Mineralization has been traced for 50 metres along strike and remains open to the east. Forum believes drill core from Otis West is of a similar style to Rio Tinto’s (NYSE: RIO; LSE: RIO) Roughrider deposit in the basin.

 

“We’ve made some significant uranium discoveries there that we’ll be following up on this year,” Mazur says, who spent 10 years as a uranium-exploration geologist in Saskatchewan, Nunavut, Yukon, Ontario, Quebec and the Maritime provinces for Pan Ocean Oil. “Historic drilling never went deep into the basement rocks, and our premise is to discover basement-style uranium deposits similar to PLS. We have strong indications of that style of basement-hosted mineralization. We’ve just got to find the sweet spot.”

 

On the northeastern part of the basin, north of Areva’s McClean Lake mill, is Forum’s Henday project, a joint venture between Rio Tinto (60%) and Forum (40%). The partners will be spending $150,000 on an airborne magnetic and electromagnetic survey later this year. Forum describes the property as being on the Midwest trend, host to the Midwest Lake deposit owned by Areva and Denison Mines (TSX: DML; NYSE-MKT: DNN) and Rio Tinto’s Roughrider.

 

On the southeastern part of the basin is Forum’s 100%-owned Key Lake Road project, which lies along the major shear zone that divides the Wollaston domain from the Mudjatik domain. The shear zone is near the Key Lake, Millennium, McArthur and Cigar Lake deposits. Forum says it is looking for shallow basement-hosted deposits, like at Rabbit Lake–Eagle Point, Millennium and PLS.

 

Beyond Saskatchewan, Forum owns 100% of the North Thelon project in Nunavut. North Thelon surrounds Kiggavik, a project owned by Areva (65%), privately held Japan–Canada Uranium (33%) and Korea’s Daewoo (2%), which has a resource of 133 million lb. U3O8 at a grade of 0.54% U3O8. North Thelon also borders Cameco’s discoveries at Qavvik, Tatiggaq and Ayra.

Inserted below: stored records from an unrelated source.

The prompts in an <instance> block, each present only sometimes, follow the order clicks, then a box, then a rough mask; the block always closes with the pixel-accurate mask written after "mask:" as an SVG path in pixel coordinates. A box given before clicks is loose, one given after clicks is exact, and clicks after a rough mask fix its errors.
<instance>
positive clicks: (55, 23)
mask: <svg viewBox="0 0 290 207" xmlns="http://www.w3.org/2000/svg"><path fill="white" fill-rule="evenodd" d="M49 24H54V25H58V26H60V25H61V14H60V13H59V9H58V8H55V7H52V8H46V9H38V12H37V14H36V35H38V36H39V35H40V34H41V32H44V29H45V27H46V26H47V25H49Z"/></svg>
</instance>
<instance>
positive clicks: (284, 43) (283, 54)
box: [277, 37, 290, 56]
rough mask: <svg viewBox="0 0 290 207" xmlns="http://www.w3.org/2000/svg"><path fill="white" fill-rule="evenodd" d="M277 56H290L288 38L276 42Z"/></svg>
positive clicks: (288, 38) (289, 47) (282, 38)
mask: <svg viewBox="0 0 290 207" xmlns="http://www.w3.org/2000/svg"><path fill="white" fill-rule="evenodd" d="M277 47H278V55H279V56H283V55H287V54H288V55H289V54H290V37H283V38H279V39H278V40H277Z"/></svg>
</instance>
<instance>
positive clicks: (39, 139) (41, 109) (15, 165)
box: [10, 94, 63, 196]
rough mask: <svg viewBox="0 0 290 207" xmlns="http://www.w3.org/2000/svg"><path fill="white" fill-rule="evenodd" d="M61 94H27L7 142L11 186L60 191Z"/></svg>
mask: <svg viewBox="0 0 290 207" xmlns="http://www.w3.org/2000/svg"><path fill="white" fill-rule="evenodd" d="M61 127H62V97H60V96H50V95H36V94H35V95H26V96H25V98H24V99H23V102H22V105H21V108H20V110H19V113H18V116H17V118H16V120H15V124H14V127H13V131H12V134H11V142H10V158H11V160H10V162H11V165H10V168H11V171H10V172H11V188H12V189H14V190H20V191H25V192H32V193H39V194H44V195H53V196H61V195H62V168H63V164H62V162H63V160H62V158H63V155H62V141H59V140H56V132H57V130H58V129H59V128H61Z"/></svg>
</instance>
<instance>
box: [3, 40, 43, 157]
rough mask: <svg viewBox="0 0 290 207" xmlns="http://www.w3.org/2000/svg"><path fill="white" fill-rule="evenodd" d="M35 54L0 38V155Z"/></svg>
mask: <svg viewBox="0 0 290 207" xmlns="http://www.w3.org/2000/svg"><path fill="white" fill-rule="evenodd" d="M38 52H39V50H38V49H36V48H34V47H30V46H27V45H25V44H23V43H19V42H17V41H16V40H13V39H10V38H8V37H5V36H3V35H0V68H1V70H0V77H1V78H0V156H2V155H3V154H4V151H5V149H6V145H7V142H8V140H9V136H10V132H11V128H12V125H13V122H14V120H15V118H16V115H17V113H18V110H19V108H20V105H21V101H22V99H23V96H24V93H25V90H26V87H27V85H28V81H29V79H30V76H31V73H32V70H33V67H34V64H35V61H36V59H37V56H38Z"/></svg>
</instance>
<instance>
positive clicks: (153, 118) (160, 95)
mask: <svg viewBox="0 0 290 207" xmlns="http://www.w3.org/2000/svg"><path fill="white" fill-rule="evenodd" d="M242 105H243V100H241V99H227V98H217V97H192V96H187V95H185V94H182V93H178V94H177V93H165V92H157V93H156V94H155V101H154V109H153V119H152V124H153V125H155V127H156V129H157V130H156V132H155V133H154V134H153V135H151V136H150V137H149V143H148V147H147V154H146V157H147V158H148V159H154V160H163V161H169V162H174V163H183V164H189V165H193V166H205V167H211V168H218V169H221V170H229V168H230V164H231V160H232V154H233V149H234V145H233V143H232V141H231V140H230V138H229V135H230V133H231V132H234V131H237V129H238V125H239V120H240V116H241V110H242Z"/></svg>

Limited drilling at North Thelon in 2008 and 2011 delineated four major targets with intense alteration and elevated uranium that appear similar to Kiggavik and Cameco’s properties, Forum says. 

 

While uranium prices remain depressed and Japan has yet to restart its nuclear reactors, Mazur is upbeat about the sector and the prospect of higher uranium prices. “The Japan restart has taken a lot longer than most of us thought it would, but I do believe we’ll see Japan reactors come back online, and that will help drive demand higher,” he says. “And with the end of the Highly Enriched Uranium Agreement between Russia and the U.S., there will be a supply crunch for buyers.”

 

Mazur points to the recent $50-million bought-deal financing by Uranium Participation (TSX: U) as a sign that the sector could be on the verge of a turnaround. “There are investors out there buying at these prices because they anticipate that uranium prices are going to go higher, and they want to buy when prices are cheap,” he says. “It’s a good sign, and it bodes well for an increase in uranium prices in 2015.”